After I greedily savor the precious sweetness, I rise gracefully from the table without you even looking up and I wander through satire soaked walls that have absorbed our words, our feelings and reflected them, sharper and sardonic, tenfold. I’ve always heard that people were bitter, but I never realized just what that meant. Now I understand that the living definition is so much more cruel than the mere words Webster came up with. It trains and teaches you in every subtle nuance the word can possibly have, every single emotion and intonation and variation the word can take on. If wielded correctly, a word is sharper than even the best honed blade and you have always been an expert swordsman, and now, an expert teacher in the art of swordplay…
or is it word?
We meet each other again; polite, formal strangers seated across an oak table, infinitely vast in its ability to separate in a few feet. Although, we can’t blame the table for becoming as satirical as the walls. So many little barbs and snipes are bound to fall short eventually and our house is helpless but to pick them up. I raise my teacup to my lips and drink deeply but under the screen of sugar, I taste the faint bitterness of almonds. I freeze, your mockingly inquiring eyes upon me. Daintily, quietly, I finish my tea, then lift my head and blow you a kiss. You freeze in shock, belatedly trying to dodge a second slow. Then your eyes close, resigned to the inevitable, and finally, finally, you once again reach out your hand. I take it and we step, side-by-side, into the two places laid out for us. You whisper you are sorry, and the self-directed bitterness breaks me, until I am crying and you are crying and with our tears comes redemption. I close my eyes peacefully, my hand linked in yours. They close the lids and shovel the earth- ashes to ashes, dust to dust. But you and I are long gone, leaving nothing but an elegant gray headstone, graceful words trace a tale of two in love. Too bad graves don’t have a p.s., ours would be “If they could’ve forgiven, they could’ve loved again”. But that’s a little too bitter for a world that likes happy endings, and besides, ours ended up one- in death we no longer part.

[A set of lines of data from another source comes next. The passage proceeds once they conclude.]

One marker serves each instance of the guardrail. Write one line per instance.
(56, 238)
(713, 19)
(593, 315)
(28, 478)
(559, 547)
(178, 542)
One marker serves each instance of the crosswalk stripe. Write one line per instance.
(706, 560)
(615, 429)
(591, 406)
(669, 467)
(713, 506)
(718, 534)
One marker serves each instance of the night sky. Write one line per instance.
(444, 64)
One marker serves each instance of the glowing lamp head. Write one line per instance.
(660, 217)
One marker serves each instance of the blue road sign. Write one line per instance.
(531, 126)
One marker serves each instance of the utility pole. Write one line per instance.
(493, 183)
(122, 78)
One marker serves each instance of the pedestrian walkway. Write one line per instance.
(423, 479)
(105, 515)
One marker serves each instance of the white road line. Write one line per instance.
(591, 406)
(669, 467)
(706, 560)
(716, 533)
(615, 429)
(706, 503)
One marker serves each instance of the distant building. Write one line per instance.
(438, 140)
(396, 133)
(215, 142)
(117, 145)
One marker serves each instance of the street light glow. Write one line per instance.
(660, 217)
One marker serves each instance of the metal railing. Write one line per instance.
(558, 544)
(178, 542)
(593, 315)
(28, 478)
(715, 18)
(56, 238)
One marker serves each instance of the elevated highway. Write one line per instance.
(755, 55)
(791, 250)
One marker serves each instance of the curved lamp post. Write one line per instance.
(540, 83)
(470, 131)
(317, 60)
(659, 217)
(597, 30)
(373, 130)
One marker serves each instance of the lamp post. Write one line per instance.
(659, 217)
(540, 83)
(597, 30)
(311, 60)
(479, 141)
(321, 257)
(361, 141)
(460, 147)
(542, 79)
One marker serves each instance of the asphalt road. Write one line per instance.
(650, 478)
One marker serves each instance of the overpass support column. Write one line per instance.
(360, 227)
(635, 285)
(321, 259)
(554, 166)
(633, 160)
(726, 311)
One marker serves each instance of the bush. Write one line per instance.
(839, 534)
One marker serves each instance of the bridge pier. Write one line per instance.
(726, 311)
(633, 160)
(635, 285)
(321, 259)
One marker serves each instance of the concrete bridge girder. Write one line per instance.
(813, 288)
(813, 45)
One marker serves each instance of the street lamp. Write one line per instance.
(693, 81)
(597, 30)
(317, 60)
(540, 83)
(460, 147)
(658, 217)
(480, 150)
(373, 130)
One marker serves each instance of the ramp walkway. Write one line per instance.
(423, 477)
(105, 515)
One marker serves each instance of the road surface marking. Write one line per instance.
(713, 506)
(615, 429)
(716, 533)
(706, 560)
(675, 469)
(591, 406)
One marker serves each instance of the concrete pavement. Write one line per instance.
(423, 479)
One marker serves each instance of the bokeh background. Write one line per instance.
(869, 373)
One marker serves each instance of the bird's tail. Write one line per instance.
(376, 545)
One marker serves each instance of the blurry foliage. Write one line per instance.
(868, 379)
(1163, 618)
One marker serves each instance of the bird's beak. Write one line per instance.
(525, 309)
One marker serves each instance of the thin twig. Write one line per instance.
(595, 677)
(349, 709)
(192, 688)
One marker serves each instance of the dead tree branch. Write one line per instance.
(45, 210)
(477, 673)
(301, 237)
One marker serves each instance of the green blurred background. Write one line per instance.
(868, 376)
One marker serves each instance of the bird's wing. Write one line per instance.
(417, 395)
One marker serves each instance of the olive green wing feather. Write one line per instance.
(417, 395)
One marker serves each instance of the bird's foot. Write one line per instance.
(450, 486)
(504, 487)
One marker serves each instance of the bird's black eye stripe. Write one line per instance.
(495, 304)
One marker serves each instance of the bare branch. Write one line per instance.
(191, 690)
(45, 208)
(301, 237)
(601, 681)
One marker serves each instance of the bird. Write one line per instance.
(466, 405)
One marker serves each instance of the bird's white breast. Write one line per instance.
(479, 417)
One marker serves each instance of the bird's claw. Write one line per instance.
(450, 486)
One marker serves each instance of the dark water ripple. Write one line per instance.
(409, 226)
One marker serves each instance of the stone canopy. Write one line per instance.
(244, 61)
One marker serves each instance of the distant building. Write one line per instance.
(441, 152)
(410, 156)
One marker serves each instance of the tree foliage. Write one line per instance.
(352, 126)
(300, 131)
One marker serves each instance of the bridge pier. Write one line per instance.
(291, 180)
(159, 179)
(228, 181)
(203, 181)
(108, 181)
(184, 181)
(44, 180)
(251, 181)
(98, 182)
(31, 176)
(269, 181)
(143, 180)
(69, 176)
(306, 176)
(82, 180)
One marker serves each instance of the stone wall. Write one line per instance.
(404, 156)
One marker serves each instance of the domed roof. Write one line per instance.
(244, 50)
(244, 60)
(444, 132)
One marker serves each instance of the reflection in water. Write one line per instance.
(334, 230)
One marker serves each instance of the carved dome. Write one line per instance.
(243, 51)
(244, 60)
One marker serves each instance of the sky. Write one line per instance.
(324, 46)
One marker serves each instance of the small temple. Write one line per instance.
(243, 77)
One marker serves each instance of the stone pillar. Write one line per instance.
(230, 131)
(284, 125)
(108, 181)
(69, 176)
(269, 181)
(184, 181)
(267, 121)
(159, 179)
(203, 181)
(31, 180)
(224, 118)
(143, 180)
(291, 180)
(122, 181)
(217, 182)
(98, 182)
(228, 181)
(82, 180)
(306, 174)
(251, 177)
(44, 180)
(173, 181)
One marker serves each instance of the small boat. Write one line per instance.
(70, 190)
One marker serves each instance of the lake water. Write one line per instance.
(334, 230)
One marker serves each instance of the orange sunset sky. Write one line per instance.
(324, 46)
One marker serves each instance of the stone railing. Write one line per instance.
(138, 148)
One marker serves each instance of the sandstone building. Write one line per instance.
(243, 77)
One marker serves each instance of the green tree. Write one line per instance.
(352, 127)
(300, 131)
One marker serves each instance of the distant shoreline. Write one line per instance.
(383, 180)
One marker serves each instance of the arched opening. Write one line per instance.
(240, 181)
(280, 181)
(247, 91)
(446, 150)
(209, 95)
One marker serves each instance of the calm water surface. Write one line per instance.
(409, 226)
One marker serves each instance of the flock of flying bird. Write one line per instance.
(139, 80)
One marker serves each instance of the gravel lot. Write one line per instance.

We calmly sit across from each other, separated by the elegant oak table, an heirloom of your prestigious name. And as I sip my cup of tea, I keep adding lumps of sugar to mask the faintly bitter taste of it until all I'm drinking is sweet sugar water, saccharine as your kisses were once, back when we had breakfast in bed. Meanwhile, you hide behind your newspaper and its bitter headlines declaim a cold world in stark black and white boxes; as darkly black as your hair, as pristinely white as your shirt, both neat and immaculate and unreachable, even though we sit just across from each other.
After I greedily savor the precious sweetness, I rise gracefully from the table without you even looking up and I wander through satire soaked walls that have absorbed our words, our feelings and reflected them, sharper and sardonic, tenfold. I’ve always heard that people were bitter, but I never realized just what that meant. Now I understand that the living definition is so much more cruel than the mere words Webster came up with. It trains and teaches you in every subtle nuance the word can possibly have, every single emotion and intonation and variation the word can take on. If wielded correctly, a word is sharper than even the best honed blade and you have always been an expert swordsman, and now, an expert teacher in the art of swordplay…
or is it word?
We meet each other again; polite, formal strangers seated across an oak table, infinitely vast in its ability to separate in a few feet. Although, we can’t blame the table for becoming as satirical as the walls. So many little barbs and snipes are bound to fall short eventually and our house is helpless but to pick them up. I raise my teacup to my lips and drink deeply but under the screen of sugar, I taste the faint bitterness of almonds. I freeze, your mockingly inquiring eyes upon me. Daintily, quietly, I finish my tea, then lift my head and blow you a kiss. You freeze in shock, belatedly trying to dodge a second slow. Then your eyes close, resigned to the inevitable, and finally, finally, you once again reach out your hand. I take it and we step, side-by-side, into the two places laid out for us. You whisper you are sorry, and the self-directed bitterness breaks me, until I am crying and you are crying and with our tears comes redemption. I close my eyes peacefully, my hand linked in yours. They close the lids and shovel the earth- ashes to ashes, dust to dust. But you and I are long gone, leaving nothing but an elegant gray headstone, graceful words trace a tale of two in love. Too bad graves don’t have a p.s., ours would be “If they could’ve forgiven, they could’ve loved again”. But that’s a little too bitter for a world that likes happy endings, and besides, ours ended up one- in death we no longer part.